No meaning to hijack the topic, but what about system performance. i'm in the exact same position. my queue processes images into various thumbnails and such. so when you upload a huge gallery this can be time consuming but what i notice is that my system is getting clogged (cpu mainly). Would a queue system be smart enough to add processes if system load lets it?

willvincent's avatar

@kayintveen you could set a nice level (process priorty) when launching your queue worker.
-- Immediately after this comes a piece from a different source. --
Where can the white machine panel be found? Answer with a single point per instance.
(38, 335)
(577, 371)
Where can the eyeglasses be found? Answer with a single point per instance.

Process priority on *nix systems ranges from -20 to 20, with lower values being higher priority. by default most things launch with a priorty of 0.

So, if your queue is doing large amounts of work that could hog a lot of cpu time, setting it to a lower priority will allow it to get work done, but not prevent other tasks from running as expected. However, since you'd be bumping the priority way down, chances are good that queue items will take longer to process, so you should include a different timeout value than the default 60seconds.

Something like this should work well:

nice -n 19 php artisan queue:listen --tries=3 --timeout=300

kayintveen's avatar

Thats great, but thats not possible for iron.io or something

suppal's avatar

I am trying to match records in database and to match 200 records with another set of 200 is taking 5 minutes . Thats too slow . Although I want to do that with record set of 200000. I am trying to run 200 queues at the same time for that large dataset but it takes days to finish that. Any suggestions to speed that up

fuzzybaird's avatar

@suppal, it takes 5 minutes to match 200 RECORDS? That seems like something a single sql query should be able to do in milliseconds. If your queue is doing it one at a time I could see that being the case, but your queue could do batches at a time if that's necessary.